County in Oklahoma, United States

Coal County is a county located in the U.S. state of Oklahoma. As of the 2020 census, the population was 5,266. Its county seat is Coalgate.

==History==
Coal County was formed at statehood from the former Shappaway County (later renamed Atoka County) of the Pushmataha District of the Choctaw Nation in Indian Territory. A 3.5 mi strip of Coal County was taken from the Pontotoc District of the Chickasaw Nation. Initially, the Oklahoma legislature named Lehigh as the county seat, but a special election held in 1908 resulted in the citizens choosing Coalgate as the county seat. Lehigh tried to sue because more people voted than were registered, but no court would hear the case.

Mining became a mainstay of the county's economy during the 1870s. The first coal mine opened on Chief Allen Wright's land. The industry activity peaked between 1910 and 1916 but declined sharply after World War I. Many of the mines closed by 1921, due to the refusal of mining companies of the area to unionize. Some mines reopened during World War II, but these closed by 1958, because of the rising cost of refining sulfur out of the coal mined.
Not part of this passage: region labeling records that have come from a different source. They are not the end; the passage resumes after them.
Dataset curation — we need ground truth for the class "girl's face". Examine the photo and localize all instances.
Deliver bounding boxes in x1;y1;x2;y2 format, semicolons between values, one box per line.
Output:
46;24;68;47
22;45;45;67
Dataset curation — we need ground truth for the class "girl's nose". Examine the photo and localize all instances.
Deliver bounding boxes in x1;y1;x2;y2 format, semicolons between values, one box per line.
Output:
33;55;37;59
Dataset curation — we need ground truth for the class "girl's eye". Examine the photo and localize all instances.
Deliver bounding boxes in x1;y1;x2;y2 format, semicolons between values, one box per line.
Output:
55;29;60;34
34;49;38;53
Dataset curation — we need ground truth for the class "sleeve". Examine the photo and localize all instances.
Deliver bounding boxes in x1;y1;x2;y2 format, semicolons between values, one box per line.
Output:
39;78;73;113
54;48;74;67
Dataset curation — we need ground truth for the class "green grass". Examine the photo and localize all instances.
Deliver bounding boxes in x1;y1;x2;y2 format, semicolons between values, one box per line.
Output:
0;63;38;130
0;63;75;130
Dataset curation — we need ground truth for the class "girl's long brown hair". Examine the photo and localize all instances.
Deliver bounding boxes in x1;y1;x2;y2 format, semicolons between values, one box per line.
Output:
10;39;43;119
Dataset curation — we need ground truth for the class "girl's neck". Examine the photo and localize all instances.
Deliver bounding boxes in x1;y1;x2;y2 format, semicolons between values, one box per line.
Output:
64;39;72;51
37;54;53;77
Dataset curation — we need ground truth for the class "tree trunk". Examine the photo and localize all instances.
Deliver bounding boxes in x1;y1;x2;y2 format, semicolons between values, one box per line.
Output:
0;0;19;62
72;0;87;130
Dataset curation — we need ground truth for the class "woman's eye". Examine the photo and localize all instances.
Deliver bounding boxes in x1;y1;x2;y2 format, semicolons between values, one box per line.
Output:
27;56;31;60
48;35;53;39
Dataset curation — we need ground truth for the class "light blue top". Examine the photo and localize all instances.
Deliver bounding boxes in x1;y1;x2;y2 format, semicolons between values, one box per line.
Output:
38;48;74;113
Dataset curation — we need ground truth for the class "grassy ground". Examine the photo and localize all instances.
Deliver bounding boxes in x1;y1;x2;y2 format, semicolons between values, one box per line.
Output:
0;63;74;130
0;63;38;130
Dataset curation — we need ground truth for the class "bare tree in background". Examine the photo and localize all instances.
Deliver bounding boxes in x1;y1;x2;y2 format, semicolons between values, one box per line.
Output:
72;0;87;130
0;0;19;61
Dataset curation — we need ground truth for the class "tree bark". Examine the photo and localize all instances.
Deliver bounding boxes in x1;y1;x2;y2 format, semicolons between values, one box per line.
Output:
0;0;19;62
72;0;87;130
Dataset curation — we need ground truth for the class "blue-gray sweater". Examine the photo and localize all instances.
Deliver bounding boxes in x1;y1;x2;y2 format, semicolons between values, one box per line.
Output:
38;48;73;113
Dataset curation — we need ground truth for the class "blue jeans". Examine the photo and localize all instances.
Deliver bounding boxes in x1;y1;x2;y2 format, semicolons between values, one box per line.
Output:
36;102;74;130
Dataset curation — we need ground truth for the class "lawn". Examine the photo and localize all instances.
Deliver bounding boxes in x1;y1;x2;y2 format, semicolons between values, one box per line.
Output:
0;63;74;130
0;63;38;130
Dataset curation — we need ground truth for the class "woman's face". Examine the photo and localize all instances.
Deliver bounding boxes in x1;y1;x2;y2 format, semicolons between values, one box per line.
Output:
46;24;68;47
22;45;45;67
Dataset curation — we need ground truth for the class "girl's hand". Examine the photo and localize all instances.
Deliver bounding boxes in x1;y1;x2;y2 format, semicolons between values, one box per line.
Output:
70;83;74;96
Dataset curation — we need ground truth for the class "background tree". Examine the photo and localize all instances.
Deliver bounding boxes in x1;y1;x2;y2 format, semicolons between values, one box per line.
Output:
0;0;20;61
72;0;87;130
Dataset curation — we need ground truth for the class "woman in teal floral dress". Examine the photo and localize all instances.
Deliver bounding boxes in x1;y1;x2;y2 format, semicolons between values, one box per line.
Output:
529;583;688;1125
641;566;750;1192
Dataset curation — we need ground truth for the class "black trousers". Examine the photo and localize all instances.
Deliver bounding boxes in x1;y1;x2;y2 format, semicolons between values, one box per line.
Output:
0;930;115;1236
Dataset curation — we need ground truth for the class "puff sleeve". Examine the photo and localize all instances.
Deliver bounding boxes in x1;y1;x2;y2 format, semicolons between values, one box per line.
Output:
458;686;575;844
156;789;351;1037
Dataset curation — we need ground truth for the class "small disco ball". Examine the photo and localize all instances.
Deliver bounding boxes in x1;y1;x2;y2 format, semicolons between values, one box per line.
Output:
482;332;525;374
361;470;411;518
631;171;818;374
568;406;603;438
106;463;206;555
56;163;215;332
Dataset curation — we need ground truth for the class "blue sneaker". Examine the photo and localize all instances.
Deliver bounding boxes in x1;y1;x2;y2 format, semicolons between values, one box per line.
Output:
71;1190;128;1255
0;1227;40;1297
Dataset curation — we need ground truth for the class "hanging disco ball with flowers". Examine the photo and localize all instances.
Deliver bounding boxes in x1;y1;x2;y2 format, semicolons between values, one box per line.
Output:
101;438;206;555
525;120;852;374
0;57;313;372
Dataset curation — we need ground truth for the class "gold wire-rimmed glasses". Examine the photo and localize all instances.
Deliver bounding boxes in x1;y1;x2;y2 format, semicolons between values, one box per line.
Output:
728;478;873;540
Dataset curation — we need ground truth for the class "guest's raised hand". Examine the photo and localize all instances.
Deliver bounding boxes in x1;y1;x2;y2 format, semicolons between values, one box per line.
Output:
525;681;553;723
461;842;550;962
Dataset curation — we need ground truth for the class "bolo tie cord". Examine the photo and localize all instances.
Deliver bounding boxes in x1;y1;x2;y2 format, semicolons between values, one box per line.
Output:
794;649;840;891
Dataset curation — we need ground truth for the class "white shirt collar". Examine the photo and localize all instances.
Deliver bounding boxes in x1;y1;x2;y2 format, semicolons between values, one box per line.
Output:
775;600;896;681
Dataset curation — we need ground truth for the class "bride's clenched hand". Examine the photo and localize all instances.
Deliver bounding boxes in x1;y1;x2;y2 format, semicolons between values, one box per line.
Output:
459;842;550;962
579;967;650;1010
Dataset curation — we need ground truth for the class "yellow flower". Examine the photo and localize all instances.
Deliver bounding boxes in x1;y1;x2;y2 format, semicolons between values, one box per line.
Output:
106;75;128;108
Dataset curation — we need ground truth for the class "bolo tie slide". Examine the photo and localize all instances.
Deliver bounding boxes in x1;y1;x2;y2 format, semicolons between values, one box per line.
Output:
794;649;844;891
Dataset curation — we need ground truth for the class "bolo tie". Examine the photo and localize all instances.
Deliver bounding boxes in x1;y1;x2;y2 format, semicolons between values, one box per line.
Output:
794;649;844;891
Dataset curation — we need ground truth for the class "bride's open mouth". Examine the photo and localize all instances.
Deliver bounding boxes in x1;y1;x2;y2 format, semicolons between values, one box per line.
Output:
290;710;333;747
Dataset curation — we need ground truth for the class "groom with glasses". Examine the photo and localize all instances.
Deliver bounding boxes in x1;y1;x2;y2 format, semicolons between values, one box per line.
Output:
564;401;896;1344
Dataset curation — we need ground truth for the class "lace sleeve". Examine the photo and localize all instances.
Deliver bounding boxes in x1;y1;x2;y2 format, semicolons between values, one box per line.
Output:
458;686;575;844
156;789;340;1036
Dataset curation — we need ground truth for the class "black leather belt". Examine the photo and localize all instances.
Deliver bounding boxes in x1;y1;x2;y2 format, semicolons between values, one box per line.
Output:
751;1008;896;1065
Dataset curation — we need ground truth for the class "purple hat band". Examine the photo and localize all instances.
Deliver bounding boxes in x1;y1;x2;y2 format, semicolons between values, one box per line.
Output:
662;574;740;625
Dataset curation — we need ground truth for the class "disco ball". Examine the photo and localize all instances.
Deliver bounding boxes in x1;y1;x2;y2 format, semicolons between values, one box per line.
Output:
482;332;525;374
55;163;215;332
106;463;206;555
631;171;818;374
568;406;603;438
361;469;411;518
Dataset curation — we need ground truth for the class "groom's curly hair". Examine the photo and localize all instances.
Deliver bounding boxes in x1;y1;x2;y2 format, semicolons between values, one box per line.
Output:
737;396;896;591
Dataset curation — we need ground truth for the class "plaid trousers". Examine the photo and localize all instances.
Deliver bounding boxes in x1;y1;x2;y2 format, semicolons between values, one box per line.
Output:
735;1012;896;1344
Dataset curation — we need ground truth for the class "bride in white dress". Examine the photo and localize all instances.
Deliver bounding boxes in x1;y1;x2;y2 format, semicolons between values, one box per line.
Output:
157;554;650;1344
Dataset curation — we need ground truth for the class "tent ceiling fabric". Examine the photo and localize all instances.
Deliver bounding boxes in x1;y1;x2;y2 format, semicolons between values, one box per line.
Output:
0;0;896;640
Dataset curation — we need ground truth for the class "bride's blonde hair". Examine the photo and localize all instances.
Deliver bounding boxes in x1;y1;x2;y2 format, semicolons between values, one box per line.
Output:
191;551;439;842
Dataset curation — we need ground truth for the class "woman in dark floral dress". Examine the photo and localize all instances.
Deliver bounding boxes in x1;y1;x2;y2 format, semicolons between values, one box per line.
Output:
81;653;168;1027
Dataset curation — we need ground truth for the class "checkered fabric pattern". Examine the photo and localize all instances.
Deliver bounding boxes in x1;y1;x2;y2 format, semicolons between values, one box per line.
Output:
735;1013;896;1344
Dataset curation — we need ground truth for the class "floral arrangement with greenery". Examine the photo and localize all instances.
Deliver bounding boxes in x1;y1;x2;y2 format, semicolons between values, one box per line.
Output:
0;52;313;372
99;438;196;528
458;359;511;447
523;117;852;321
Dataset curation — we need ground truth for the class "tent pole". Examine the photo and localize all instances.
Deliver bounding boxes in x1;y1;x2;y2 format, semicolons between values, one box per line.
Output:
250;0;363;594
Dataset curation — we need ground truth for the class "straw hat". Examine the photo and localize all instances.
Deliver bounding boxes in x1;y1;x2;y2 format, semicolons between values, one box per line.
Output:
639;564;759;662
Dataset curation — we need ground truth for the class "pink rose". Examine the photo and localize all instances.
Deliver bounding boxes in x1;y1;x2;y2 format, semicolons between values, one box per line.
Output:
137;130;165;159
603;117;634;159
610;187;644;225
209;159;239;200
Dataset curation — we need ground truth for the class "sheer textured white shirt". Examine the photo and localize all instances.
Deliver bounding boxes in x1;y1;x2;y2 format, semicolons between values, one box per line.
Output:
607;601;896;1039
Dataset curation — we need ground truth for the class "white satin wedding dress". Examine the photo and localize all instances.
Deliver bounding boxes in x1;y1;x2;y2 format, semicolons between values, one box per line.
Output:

Agriculture replaced mining as the main economic activity of the county. Even this business encountered severe difficulty in 1921–1923 when a boll weevil infestation wiped out the cotton crop. All five banks in the county failed as a result.

==Geography==
Coal County is in southeastern Oklahoma, in a 10-county area designated for tourism purposes by the Oklahoma Department of Tourism and Recreation as Choctaw Country. According to the U.S. Census Bureau, the county has a total area of 521 sqmi, of which 517 sqmi is land and 4.7 sqmi (0.9%) is water. It is the fifth-smallest county in Oklahoma by area. The eastern part of the county lies in the Ouachita Mountains, while the western part has open prairie and lies in the Sandstone Hills physiographic region. The county is drained by the Clear Boggy and Muddy Boggy creeks.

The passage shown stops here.